To determine the intracellular signaling proteins that regulate glioma cell growth and survival, we used the human glioma cell lines U87, U373, and U343. These cell lines have been used extensively in the glioma field are well characterized for mutations in p53, p16, platelet-derived growth factor receptor, and EGFR and reflect the heterogeneity of glioma molecular characteristics (3 , 4) . To examine the role of several signaling proteins in glioma cell survival, DN forms of signaling proteins known to play important roles in controlling the proliferation and survival in other cell types were introduced into the glioma cell lines using a recombinant adenovirus-based approach. Recombinant adenoviruses have been used previously to assess the function of cell cycle genes in glioma cell lines (42 , 43) . Two important advantages of recombinant adenoviruses are the ability to obtain high virus titers (>10¹⁰ viral particles/ml) that result in infections of entire populations of cells in a culture dish for several weeks and the ability of the virus to infect nondividing or slowly proliferating cells at low toxicity. By using DN proteins to perturb signaling pathways in human glioma, we were able to assess their necessity for glioma growth and survival.
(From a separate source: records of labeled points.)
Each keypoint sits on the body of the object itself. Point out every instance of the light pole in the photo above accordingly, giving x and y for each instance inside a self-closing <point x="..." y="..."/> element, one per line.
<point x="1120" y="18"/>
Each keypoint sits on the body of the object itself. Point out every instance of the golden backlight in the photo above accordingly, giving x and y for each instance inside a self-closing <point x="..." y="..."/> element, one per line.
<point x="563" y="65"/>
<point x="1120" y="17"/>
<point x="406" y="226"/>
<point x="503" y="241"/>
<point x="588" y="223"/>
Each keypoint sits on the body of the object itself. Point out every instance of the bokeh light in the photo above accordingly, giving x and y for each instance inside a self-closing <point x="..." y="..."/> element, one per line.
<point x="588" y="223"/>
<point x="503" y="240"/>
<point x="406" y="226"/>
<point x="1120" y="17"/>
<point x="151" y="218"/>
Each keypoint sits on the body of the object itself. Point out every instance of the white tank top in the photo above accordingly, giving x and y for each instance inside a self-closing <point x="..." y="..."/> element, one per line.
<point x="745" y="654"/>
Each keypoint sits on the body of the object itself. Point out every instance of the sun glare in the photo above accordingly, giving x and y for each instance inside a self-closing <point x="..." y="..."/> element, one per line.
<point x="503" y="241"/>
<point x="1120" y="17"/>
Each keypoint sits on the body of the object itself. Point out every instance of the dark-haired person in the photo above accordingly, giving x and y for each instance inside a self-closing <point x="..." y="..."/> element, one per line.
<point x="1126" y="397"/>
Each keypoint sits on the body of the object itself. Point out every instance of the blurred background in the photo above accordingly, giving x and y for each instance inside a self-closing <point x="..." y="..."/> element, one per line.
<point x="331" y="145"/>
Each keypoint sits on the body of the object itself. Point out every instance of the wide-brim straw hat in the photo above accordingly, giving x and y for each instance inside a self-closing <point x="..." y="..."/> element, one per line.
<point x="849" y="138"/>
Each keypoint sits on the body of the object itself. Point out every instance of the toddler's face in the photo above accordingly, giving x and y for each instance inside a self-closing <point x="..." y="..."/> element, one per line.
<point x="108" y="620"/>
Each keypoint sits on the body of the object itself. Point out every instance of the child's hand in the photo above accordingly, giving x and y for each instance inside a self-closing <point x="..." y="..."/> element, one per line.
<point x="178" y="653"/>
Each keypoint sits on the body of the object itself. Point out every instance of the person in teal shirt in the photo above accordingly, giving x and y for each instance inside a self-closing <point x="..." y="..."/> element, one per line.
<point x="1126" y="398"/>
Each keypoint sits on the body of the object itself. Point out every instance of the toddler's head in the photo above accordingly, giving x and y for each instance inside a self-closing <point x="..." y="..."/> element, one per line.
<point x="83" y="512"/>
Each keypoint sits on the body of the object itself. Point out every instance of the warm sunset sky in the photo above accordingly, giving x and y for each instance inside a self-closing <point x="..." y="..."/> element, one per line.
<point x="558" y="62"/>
Glioma cells were infected with recombinant adenoviruses encoding DN Rac1, DN Ras, DN Akt1, DN MEK1, DN c-jun, and DN RhoA, at a MOI (or plaque-forming units of virus added per cell) of 50 (Fig. 1A) . The viruses were used at MOIs that inhibited the activities of MAPK (in the case of DN Ras and DN MEK) or Akt (for DN Akt; data not shown) and that inhibited PAK1 (for DN Rac1, see below). Two days after infection, cells were assayed for survival by adding Alamar blue, a vital dye that quantifies mitochondrial enzyme function and is an assay for cell survival and growth (36 , 37) . As shown below, the results of this assay correlated well with TUNEL staining, a widely used assay for apoptosis that measures fragmentation of DNA. Suppression of the activities of Ras, Akt1, MEK, c-jun, or RhoA inhibited the survival of the cell lines up to 30%. Suppression of Akt at MOIs of 100 also did not inhibit cell survival by >30%. However, the effects were cell-line dependent, and in some cases (DN MEK in U87), cell survival was slightly stimulated. In contrast, inhibition of Rac1 activity using DN Rac1 significantly inhibited survival in all of the cell lines by 38–60%. DN Rac1 also suppressed survival in U118 and U138 human glioma cells (data not shown). The suppression of survival was dose dependent, with maximal suppression seen at 200 MOI (Fig. 1, B and C) . Infection with control adenoviruses expressing either GFP or ß-galactosidase had no effect on survival or growth (Fig. 2 and data not shown). In contrast, infection with a recombinant adenovirus expressing the Rho family member cdc42 had either stimulatory effects on U87 cells or mildly inhibitory effects on the survival of U373 cells, as compared with infection with DN Rac1 (Fig. 1D) . These results suggest that Rac1 mediates the survival of glioma cell lines by a pathway independent of either cdc42 or RhoA.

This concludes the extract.